For the FFI level array support could be added as well: consider foo.bar[3].honk
where "bar" := CArray 'UnknownSize Bar
(or perhaps 'KnownSize 4
).
3. The issues
3.1 Type families
Recursive type families are atrociously slow, but functional dependencies can be used instead to do the exact same thing, so this doesn’t need to be solved for this to work.
3.2. Lists
The big problem is that fields are described as a type-level list.
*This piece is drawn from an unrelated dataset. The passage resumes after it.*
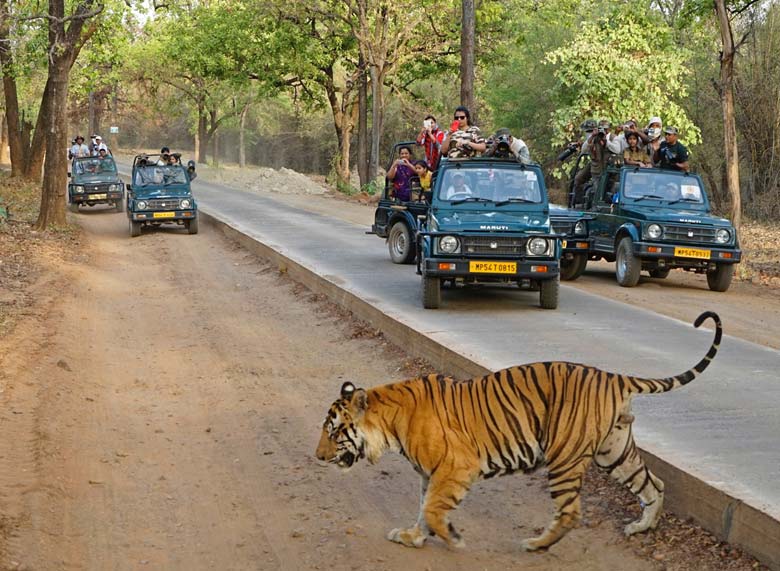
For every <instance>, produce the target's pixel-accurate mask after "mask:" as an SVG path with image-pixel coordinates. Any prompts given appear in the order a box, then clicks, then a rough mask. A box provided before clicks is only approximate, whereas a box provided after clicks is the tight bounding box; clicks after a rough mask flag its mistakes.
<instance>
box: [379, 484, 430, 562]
mask: <svg viewBox="0 0 780 571" xmlns="http://www.w3.org/2000/svg"><path fill="white" fill-rule="evenodd" d="M428 482H429V479H428V477H427V476H420V513H419V515H418V516H417V523H415V524H414V525H413V526H412V527H410V528H407V529H403V528H396V529H393V530H391V531H390V532H389V533H388V534H387V539H389V540H390V541H394V542H395V543H400V544H401V545H405V546H406V547H422V546H423V545H425V540H426V539H428V534H429V533H430V530H429V529H428V524H427V523H425V511H424V508H425V498H426V496H427V492H428Z"/></svg>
This means symbol lookup and equality checks are slow, plus duplicates have to be manually pruned on insertion.
Within Haskell’s type-level system as is this appears unsolvable (as in “too painful to implement”), but I think a temporary solution could be a part of base
. Consider a type-level dictionary, somewhere in GHC.TypeFields
or similar:
data Fields a -- UTF-8 ordered dictionary from `Symbol` to `a`.
type family Empty :: Fields a
-- Fails on duplicate insertion.
-- Should only allow a subset of characters for coherent nesting.
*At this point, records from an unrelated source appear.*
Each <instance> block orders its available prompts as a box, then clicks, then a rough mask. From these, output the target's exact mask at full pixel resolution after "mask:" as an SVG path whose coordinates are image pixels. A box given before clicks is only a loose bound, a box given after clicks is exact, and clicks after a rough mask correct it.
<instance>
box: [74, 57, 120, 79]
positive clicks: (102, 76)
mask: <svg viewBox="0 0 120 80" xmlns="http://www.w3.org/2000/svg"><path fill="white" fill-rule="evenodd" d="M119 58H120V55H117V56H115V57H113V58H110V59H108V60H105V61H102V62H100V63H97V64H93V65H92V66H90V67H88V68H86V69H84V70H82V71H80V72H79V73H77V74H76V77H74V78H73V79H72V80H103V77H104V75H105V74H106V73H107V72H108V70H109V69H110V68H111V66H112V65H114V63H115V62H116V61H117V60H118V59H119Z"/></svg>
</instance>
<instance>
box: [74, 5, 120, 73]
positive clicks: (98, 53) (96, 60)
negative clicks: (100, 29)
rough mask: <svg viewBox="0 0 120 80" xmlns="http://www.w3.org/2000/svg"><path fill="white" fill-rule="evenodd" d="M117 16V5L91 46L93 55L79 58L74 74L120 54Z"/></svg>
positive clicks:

type family Add (k :: Symbol) (v :: a) (xs :: Fields a) :: Fields a
-- Fails when no such symbol exists
type family Find (k :: Symbol) (v :: a) (xs :: Fields a) :: a
type family Size (xs :: Fields a) :: Nat
-- Fails when no such symbol exists
type family Index (k :: Symbol) (xs :: Field a) :: Nat
3.3. Nesting
Notation slicing functions are way more complex than list traversals, so baked-in type families would be far more efficient than a complex network of symbol conses, unconses and appends.
4. Conclusion
This feels like it should’ve been a GHC proposal made in 2018 by someone far more knowledgeable than me. It does not need any new Haskell extensions, only a small handful of helper functions in base
, which some day would be subsumed by a more powerful general approach to type-level programming. It can be freely extended by anyone willing outside of base
and It incurs no runtime overhead.
I wish I could make a plugin to see if I’m wrong on this, but I don’t know if an entire type-level dictionary can be implemented that way.